Why are fraudsters committing Falsified Website Bot Fraud?

There are a few reasons why Bots are committing Falsified Website Bot Fraud. First, Bots that visit well-known websites exhibit a more human-like traffic pattern, which makes them more difficult to identify and prevent. Second, selling the impressions as originating from premium websites increases the revenue stolen by fraudsters. Brands are susceptible to paying more for the opportunity to have their ads appear on these types of sites, especially when they can be purchased programmatically at a perceived discount from the publisher-direct price. By mixing premium websites and non-premium websites the fraudsters deliver a traffic pattern that seems normal and generates a much higher yield than simple directing bot traffic to their owned and operated, unbranded properties.

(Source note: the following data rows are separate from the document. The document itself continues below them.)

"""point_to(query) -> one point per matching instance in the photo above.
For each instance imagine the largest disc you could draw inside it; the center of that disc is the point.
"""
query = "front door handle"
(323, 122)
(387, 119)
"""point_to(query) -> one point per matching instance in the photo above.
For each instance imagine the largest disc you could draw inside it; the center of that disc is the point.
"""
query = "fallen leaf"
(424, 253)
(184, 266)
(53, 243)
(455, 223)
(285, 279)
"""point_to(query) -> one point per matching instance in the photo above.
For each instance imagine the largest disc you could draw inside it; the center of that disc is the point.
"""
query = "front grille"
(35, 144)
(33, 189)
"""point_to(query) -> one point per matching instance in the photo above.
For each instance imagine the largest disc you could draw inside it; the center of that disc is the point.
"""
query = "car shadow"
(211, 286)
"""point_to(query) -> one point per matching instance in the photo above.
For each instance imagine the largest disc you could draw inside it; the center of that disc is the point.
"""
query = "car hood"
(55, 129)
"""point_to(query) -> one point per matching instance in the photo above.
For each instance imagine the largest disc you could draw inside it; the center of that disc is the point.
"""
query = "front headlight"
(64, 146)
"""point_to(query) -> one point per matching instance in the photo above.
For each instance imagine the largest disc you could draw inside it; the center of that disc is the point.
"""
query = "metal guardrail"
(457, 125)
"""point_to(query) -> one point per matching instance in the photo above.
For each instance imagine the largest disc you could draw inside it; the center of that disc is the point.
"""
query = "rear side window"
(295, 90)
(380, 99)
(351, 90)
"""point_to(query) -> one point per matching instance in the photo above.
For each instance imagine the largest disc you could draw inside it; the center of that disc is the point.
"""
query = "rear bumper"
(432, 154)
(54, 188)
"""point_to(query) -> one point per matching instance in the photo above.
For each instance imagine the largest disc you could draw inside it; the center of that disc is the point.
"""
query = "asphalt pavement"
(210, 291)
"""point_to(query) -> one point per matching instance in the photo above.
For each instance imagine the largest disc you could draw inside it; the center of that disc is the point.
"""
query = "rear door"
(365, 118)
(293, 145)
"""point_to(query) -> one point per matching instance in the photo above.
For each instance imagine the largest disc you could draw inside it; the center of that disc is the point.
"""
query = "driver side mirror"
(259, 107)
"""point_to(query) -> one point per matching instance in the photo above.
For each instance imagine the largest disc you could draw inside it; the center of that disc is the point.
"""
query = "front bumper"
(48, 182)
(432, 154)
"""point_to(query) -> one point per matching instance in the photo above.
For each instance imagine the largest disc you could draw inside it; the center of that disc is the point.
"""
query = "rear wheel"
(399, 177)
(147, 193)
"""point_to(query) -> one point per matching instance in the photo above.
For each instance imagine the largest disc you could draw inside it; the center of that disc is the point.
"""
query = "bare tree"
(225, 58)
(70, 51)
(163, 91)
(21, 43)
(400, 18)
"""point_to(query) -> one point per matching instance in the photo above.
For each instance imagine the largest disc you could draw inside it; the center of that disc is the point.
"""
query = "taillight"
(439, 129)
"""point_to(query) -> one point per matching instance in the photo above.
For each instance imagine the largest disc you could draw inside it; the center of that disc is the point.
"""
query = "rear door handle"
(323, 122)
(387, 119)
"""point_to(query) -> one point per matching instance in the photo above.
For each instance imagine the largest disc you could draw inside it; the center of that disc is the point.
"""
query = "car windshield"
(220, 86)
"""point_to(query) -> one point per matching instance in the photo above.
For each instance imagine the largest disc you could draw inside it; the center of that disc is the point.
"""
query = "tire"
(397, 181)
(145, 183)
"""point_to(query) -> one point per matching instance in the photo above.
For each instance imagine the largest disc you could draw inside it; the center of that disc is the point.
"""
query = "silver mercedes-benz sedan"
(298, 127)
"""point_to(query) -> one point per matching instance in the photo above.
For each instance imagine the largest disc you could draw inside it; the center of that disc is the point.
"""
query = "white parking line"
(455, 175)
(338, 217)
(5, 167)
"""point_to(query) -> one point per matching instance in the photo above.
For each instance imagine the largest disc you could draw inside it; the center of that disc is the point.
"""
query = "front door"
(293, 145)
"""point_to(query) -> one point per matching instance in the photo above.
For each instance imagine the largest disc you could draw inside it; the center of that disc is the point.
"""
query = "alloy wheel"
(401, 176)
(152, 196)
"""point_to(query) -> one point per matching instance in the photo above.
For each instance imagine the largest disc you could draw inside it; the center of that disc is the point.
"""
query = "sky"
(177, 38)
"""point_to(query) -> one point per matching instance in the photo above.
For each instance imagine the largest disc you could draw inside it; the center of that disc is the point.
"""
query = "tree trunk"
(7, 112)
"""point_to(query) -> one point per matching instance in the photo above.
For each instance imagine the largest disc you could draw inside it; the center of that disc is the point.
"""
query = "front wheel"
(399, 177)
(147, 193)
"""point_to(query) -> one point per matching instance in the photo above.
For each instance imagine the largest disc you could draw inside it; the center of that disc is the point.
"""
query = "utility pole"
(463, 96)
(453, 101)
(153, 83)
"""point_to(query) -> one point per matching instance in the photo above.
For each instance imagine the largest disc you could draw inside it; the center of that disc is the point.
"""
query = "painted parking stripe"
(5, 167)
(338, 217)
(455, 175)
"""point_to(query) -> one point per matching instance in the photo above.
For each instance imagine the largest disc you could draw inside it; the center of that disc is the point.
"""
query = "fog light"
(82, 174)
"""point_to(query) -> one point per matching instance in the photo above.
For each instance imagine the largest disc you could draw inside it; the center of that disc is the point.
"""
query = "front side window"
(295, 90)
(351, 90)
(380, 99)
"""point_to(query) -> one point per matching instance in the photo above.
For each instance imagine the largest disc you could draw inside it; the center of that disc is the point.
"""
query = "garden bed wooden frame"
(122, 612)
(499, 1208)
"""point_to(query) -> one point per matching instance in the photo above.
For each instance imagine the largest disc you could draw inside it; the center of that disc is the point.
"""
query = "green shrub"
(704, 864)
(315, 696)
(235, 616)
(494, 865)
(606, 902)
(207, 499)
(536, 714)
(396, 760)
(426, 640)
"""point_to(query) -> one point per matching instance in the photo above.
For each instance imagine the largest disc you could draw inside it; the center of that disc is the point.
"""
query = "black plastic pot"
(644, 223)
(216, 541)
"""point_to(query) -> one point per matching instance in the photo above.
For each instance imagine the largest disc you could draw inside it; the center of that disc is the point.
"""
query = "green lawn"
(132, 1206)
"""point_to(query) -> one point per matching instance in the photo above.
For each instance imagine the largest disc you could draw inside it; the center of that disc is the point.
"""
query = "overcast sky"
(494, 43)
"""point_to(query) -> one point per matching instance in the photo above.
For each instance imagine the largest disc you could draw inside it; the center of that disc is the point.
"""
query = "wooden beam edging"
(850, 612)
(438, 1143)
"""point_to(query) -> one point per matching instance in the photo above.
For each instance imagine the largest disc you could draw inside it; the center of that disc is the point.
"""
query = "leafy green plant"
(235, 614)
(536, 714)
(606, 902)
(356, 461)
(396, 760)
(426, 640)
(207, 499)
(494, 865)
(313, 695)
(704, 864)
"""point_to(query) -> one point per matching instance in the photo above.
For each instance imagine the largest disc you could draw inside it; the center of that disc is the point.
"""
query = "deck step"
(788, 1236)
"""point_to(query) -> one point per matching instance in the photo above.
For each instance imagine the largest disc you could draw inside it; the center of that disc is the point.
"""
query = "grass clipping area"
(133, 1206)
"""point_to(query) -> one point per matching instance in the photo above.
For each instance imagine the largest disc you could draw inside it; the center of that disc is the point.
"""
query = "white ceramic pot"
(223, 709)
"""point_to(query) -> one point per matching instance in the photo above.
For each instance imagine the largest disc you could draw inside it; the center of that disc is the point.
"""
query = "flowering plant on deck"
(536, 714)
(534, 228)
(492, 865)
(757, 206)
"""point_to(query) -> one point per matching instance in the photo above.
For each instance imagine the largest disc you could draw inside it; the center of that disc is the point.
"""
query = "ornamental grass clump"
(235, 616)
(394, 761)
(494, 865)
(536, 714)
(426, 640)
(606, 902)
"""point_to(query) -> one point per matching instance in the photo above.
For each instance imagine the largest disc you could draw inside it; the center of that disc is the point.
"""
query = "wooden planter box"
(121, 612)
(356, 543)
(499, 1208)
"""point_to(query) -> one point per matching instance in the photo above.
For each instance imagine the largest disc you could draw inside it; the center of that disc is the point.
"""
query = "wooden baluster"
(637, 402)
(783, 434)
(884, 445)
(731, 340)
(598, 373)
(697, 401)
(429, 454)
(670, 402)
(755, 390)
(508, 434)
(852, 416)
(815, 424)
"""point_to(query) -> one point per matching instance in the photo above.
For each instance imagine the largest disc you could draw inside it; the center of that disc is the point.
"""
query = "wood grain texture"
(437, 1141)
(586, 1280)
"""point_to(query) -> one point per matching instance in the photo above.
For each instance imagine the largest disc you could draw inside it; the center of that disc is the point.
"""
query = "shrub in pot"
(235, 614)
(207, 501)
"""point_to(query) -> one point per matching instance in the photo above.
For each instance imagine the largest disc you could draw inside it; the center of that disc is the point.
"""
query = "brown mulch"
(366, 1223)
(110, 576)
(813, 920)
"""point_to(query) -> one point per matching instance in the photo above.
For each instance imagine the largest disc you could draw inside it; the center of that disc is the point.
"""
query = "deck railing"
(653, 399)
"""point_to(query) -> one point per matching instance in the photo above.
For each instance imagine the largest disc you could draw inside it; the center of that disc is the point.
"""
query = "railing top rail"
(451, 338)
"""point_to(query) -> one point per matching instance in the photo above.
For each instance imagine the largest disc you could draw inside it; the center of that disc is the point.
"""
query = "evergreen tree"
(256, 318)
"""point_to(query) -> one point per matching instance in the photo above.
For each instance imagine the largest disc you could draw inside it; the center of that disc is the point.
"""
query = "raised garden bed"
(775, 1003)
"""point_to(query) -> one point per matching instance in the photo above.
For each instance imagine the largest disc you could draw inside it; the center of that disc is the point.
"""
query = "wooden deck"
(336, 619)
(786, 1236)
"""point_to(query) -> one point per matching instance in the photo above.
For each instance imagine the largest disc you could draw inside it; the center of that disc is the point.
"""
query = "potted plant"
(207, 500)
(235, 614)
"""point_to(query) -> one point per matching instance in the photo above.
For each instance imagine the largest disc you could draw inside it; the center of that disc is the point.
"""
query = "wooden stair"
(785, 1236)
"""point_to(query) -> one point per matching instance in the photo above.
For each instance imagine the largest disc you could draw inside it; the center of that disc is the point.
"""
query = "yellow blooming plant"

How does DV detect this fraud?

DV Fraud Lab and security experts examine and reverse engineer live malware samples to identify new methods and schemes using advanced obfuscation and masquerading techniques to avoid counter-detection by the bot operators. This invaluable telemetry, combined with our vast pre-bid and post-bid impression-level data collection enables the rapid development of the identification techniques necessary to bring realtime scalable protection from the fraudulent activity of Bots and Malware.

Is viewability measurement affected?

Like other forms of sophisticated bots, the fraud in this scheme often attempts to manipulate different kinds of measurements. The DV Fraud Lab has exclusively identified the techniques used by these bots that attempt to make the ad impressions appear more viewable. The sophisticated bots are altering elements like ad location, tab foreground/background information and browser details in an attempt to maximize viewability and appear more human-like.DV’s measurement code identifies these manipulation attempts in real-time, blocks them, and reports the impressions as SIVT thus preventing the impressions from being considered eligible for viewability.

Will ads.txt help solve this?

Falsified Website Bot Fraud is an insidious form of fraud for advertisers and website publishers alike but it is especially problematic for publishers because they are the victim of this fraud. It siphons ad dollars from brands attempting to buy impressions on their sites and, when reported by other fraud vendors, impugns their reputation by making the fraud appear in reporting as if it originated from their website. DV supports the IAB’s ads.txt initiative and the impact it can have to fight this type of fraud. While still in the early stages of adoption by publishers and enforcement by platforms, it is clear that any website owner that implements ads.txt significantly reduces the risk of having its website falsified by fraudsters. As part of DV’s commitment to transparency and supporting the ads.txt initiative, DV has begun incorporating ads.txt information into our SIVT algorithms and analytics. Although early in the adoption curve, the rapid movement of publishers and platforms towards implementing ads.txt support can speed to prevention of this type of fraud.

How DV protects you

DV is uniquely able to segregate impressions served by these bots from impressions served on the websites they’re attempting to mimic—ensuring that illegitimate impressions faked on legitimate websites do not impact the performance reported by DV on those websites. DV uses sophisticated AI techniques, machine learning, real-time code signatures and DV patented iframe-busting technology to distinguish between the real domain and the false domain. This distinction ensures the publishers whose websites are being falsified by the fraudsters are not wrongly blamed for the bot impressions—this is also unique to DV and emphasizes our commitment to a fair, transparent, marketplace. DV Omni tag detection provides stronger protection across multiple environments and this fraud method, unlike others, is not limited to desktop—it occurs in both desktop and mobile web. Furthermore, DV is actively working with our programmatic partners to ensure any bot observed committing this fraud is updated in the programmatic environment in near real time (~100 times each day) so that buyers can avoid purchasing impressions originating from these bots.